Spare no expense, just look at the current expenses, from the war in iraq to the miss appropriation of funds for non-certified boXen!!! aaarrrghhhh! this is national security.
If the goal is to crack a home network from the curb, who’s going to be monitoring the wireless network for a flood of ARPs?
Even with a corporate network, is an attack of this sort likely to be noticed? Running a spoofed mac id and pounding the network for say 5-10 seconds (to spread it out a bit), is anyone going to notice that host A seemed excessively curious about host B (at the ARP level, not at the IP firewall level?)

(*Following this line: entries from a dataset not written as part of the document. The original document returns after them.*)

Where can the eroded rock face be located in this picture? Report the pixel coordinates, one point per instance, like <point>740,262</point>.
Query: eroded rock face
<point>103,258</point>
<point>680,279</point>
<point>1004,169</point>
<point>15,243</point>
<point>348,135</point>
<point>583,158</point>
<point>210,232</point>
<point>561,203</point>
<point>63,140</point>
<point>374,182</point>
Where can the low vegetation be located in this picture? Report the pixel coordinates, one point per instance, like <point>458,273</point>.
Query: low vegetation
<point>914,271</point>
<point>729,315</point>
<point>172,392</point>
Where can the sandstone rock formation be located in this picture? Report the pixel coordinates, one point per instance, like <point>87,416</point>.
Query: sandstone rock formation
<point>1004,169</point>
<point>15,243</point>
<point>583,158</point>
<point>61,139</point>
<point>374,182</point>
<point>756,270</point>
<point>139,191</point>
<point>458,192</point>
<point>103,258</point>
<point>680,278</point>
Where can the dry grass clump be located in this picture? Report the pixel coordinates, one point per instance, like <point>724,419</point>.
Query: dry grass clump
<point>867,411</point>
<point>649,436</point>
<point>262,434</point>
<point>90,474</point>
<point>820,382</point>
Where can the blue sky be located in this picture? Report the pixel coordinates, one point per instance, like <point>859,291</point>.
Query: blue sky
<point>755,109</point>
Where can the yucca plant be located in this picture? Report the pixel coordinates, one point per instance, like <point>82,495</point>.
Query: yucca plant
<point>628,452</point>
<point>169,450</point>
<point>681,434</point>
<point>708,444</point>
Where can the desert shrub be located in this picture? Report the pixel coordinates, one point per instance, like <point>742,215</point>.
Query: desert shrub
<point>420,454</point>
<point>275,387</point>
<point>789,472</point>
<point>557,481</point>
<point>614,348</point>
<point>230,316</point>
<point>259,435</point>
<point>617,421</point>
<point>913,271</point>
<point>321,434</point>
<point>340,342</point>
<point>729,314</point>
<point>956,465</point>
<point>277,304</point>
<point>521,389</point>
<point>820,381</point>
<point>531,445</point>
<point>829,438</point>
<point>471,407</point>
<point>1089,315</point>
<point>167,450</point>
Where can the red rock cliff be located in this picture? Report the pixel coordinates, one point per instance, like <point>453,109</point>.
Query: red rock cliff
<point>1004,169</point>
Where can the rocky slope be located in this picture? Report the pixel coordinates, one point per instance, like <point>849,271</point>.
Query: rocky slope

I WANT TO HACK HIM HE HAS HACK IN TO MEY
hi i will like to have soft to haked into network arround me
ive got a macbook 2.0 core 2 duo with an airport card in it and using kismac, what brand or model wireless adapter would you recommend getting? i just want to be sure before i drop money on something that it will let me do what i want it to do..
What version of the ‘Sitecom Wireless Network USB Adapter’ did you use. I’ve had a little trouble locating an adapter that is old enough to work. It seems the newer hardware does not have compatible chipsets. Please let me know if you might have any info/ideas. Thanks.